The first Manx coinage was issued privately in 1668 by John Murrey, a Douglas merchant, consisting of pennies equal to their English counterparts. These "Murrey Pennies" were made legal tender by order in 1679, when the Court of Tynwald outlawed the unofficial private coinage that had been circulating prior to and alongside John Murrey's pennies (English coinage was also allowed by this Act).
In 1708, the Isle of Man Government approached the Royal Mint, and requested that coinage be issued for the island. The then Master of the Mint, Sir Isaac Newton, refused. As a result, the first Government issue of coins on Man took place in 1709. This coinage was made legal tender on 24 June 1710. In 1733 Tynwald took the opportunity to prohibit the circulation of any "base" (not silver or gold) coinage other than that issued by the Government.

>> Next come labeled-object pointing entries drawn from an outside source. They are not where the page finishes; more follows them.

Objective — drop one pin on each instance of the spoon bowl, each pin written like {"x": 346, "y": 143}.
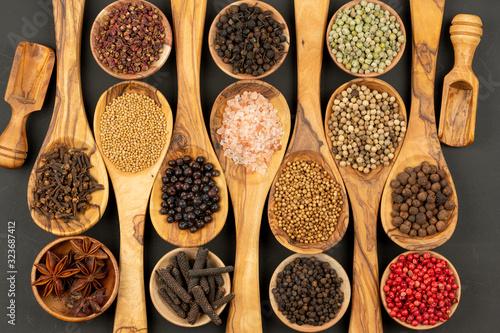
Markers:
{"x": 248, "y": 195}
{"x": 132, "y": 190}
{"x": 69, "y": 123}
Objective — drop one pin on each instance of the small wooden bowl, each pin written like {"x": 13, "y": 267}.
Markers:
{"x": 155, "y": 66}
{"x": 227, "y": 68}
{"x": 382, "y": 6}
{"x": 58, "y": 308}
{"x": 346, "y": 288}
{"x": 453, "y": 308}
{"x": 163, "y": 308}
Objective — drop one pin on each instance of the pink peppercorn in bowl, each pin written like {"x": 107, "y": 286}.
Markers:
{"x": 432, "y": 276}
{"x": 122, "y": 47}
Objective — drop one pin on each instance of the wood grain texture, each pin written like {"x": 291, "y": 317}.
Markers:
{"x": 345, "y": 287}
{"x": 421, "y": 142}
{"x": 228, "y": 68}
{"x": 132, "y": 192}
{"x": 457, "y": 121}
{"x": 308, "y": 140}
{"x": 58, "y": 308}
{"x": 248, "y": 196}
{"x": 155, "y": 66}
{"x": 28, "y": 82}
{"x": 69, "y": 123}
{"x": 163, "y": 308}
{"x": 384, "y": 6}
{"x": 190, "y": 136}
{"x": 365, "y": 191}
{"x": 453, "y": 308}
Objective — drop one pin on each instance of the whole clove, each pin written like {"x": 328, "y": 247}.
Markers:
{"x": 176, "y": 308}
{"x": 221, "y": 301}
{"x": 202, "y": 301}
{"x": 63, "y": 184}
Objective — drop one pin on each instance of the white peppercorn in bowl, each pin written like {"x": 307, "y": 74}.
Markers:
{"x": 345, "y": 287}
{"x": 391, "y": 60}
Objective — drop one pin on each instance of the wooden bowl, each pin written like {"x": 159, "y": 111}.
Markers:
{"x": 382, "y": 6}
{"x": 163, "y": 308}
{"x": 227, "y": 68}
{"x": 346, "y": 288}
{"x": 58, "y": 308}
{"x": 155, "y": 66}
{"x": 453, "y": 308}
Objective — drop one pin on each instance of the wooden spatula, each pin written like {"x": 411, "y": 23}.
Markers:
{"x": 28, "y": 82}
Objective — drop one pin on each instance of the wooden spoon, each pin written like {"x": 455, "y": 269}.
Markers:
{"x": 421, "y": 143}
{"x": 248, "y": 195}
{"x": 28, "y": 82}
{"x": 308, "y": 142}
{"x": 190, "y": 135}
{"x": 69, "y": 123}
{"x": 132, "y": 192}
{"x": 461, "y": 87}
{"x": 365, "y": 191}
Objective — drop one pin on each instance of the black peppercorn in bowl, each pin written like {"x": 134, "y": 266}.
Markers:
{"x": 131, "y": 40}
{"x": 420, "y": 290}
{"x": 161, "y": 292}
{"x": 366, "y": 45}
{"x": 75, "y": 278}
{"x": 327, "y": 275}
{"x": 249, "y": 39}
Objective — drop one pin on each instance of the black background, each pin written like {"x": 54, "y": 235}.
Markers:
{"x": 474, "y": 248}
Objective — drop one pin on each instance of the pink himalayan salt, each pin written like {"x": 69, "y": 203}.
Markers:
{"x": 251, "y": 131}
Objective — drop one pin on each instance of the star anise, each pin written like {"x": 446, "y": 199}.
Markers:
{"x": 54, "y": 272}
{"x": 86, "y": 249}
{"x": 90, "y": 304}
{"x": 88, "y": 277}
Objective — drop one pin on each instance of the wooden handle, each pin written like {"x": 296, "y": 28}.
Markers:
{"x": 13, "y": 142}
{"x": 310, "y": 21}
{"x": 426, "y": 20}
{"x": 366, "y": 315}
{"x": 245, "y": 310}
{"x": 130, "y": 313}
{"x": 461, "y": 87}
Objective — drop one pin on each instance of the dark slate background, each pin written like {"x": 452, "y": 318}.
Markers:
{"x": 474, "y": 248}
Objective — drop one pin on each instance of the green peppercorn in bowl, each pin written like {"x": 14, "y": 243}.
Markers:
{"x": 328, "y": 275}
{"x": 366, "y": 38}
{"x": 131, "y": 40}
{"x": 75, "y": 278}
{"x": 410, "y": 282}
{"x": 249, "y": 39}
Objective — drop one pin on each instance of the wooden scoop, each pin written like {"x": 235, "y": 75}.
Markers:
{"x": 248, "y": 195}
{"x": 132, "y": 192}
{"x": 190, "y": 136}
{"x": 69, "y": 123}
{"x": 460, "y": 87}
{"x": 421, "y": 142}
{"x": 28, "y": 82}
{"x": 308, "y": 142}
{"x": 365, "y": 191}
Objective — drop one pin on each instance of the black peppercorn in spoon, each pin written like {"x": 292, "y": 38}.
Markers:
{"x": 190, "y": 136}
{"x": 421, "y": 143}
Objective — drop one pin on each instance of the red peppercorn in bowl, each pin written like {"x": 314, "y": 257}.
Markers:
{"x": 420, "y": 290}
{"x": 131, "y": 39}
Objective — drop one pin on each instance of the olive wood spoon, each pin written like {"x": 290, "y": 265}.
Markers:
{"x": 28, "y": 82}
{"x": 190, "y": 136}
{"x": 248, "y": 195}
{"x": 132, "y": 190}
{"x": 457, "y": 121}
{"x": 69, "y": 123}
{"x": 308, "y": 141}
{"x": 421, "y": 142}
{"x": 365, "y": 191}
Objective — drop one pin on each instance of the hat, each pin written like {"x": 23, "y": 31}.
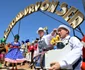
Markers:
{"x": 27, "y": 41}
{"x": 2, "y": 40}
{"x": 64, "y": 26}
{"x": 23, "y": 42}
{"x": 16, "y": 36}
{"x": 40, "y": 28}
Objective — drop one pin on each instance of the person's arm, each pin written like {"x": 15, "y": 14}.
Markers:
{"x": 53, "y": 33}
{"x": 73, "y": 56}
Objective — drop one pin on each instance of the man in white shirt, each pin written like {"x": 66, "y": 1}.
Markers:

Because of the similarity between Manx and British coins, it was profitable to change shillings to Manx coinage and export them to Great Britain, making a profit of £2 for every £12 in Manx coinage so transferred. This happened on such a scale that by 1830 the island was almost totally deprived of copper coinage.
In an attempt to resolve this problem, a proposal was introduced to abandon the separate Manx coinage in favour of British coins. This was rejected by the House of Keys in 1834 but they were overruled by the British Government in 1839. An Act was passed declaring that "... the currency of Great Britain shall be and become, and is hereby declared to be, the currency of the Isle of Man", and this remains Manx law to this day. There was resentment on Man to this change, with some islanders feeling defrauded, and serious rioting took place in Douglas and Peel. These were known as the 'Copper Row' riots, and were put down by the Manx militia.
The Royal Mint issued a total of £1,000 in copper coins. Following an Act in 1840, these were valued at 12 pence to the shilling. All coins issued before 1839 were declared by this law to no longer be 'current' and were recalled by the Board of Customs and exchanged by the Royal Mint at their original nominal value for the new coinage. After 1839, no further Manx coins were issued, and they gradually became scarce and were replaced in general circulation on the island by the coinage of the United Kingdom. They did not cease to be legal coinage on Man until decimalisation in 1971. Banknotes had been privately issued for the island since 1865.
In 1971 the United Kingdom moved to a decimal currency with the pound subdivided into 100 pence. The Isle of Man Government, having issued its own banknotes for ten years, took the opportunity to approach the Royal Mint and request its own versions of the decimal coins, which were introduced in 1971.